ABRAHAM SHAPIRO - A inveja, a felicidade e a riqueza
Se você sabe que outros têm sentimento negativo em relação a você, a última coisa a fazer é contar histórias que acendam neles a inveja.
''Como os que me escutam irão reagir? Eles compartilharão de meu contentamento, ou sentirão inveja?'' Após estas perguntas, tome a decisão apropriada de contar ou não o que pretende.
Um texto de autoria do contista Iídiche Scholem Aleichem traz ótimas instruções a respeito: ''Uma pessoa deve sempre levar em conta os sentimentos de seus vizinhos. Se eu tivesse ido a uma feira fazer negócios, por exemplo, e lá viesse a auferir bons resultados, conseguindo vender tudo com bom lucro, e retornasse com os bolsos cheios de dinheiro e o coração palpitando de alegria, não deixaria de dizer a meus vizinhos que tinha perdido até o último centavo de meu dinheiro, e que era um homem arruinado.
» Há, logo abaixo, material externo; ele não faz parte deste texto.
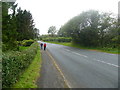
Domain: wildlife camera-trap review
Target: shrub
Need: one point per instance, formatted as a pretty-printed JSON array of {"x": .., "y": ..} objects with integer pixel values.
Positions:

É claro, pois, assim, eu ficaria feliz, e meus vizinhos ficariam felizes. No entanto, se ao contrário, eu tivesse perdido tudo na feira e trouxesse comigo o coração angustiado, tomaria todo o cuidado de dizer a meus vizinhos que nunca, desde que Deus criou as feiras, houve uma tão maravilhosa como aquela. Você me entende? Assim, eu me sentiria muito infeliz, e meus vizinhos também, junto comigo''.
Com ótimo humor, Scholem Aleichem nos ensina que a inveja é destrutiva. Ela impede a paz, extingue o prazer e rouba a satisfação de viver.
Como vencer a inveja? Se alguém olha para os bens e o sucesso do outro, e menospreza ou esquece os seus próprios - independentemente do tamanho - sua visão de si mesmo é depreciativa.
Não há como superar e dominar a inveja sem foco concentrado naquilo que já conquistamos. O objetivo é sentir gratidão e satisfação.
Não coincidentemente, o segredo da felicidade é também olhar e valorizar o que se possui. A grandeza contida nisto é o fato de que quando somos realmente felizes não invejamos ninguém, pois, verdadeiramente rico é aquele que se alegra com a sua porção.
A inveja é um dos três sentimentos que destroem qualquer indivíduo - por mais forte que seja. Os outros dois são a luxúria e o desejo de fama.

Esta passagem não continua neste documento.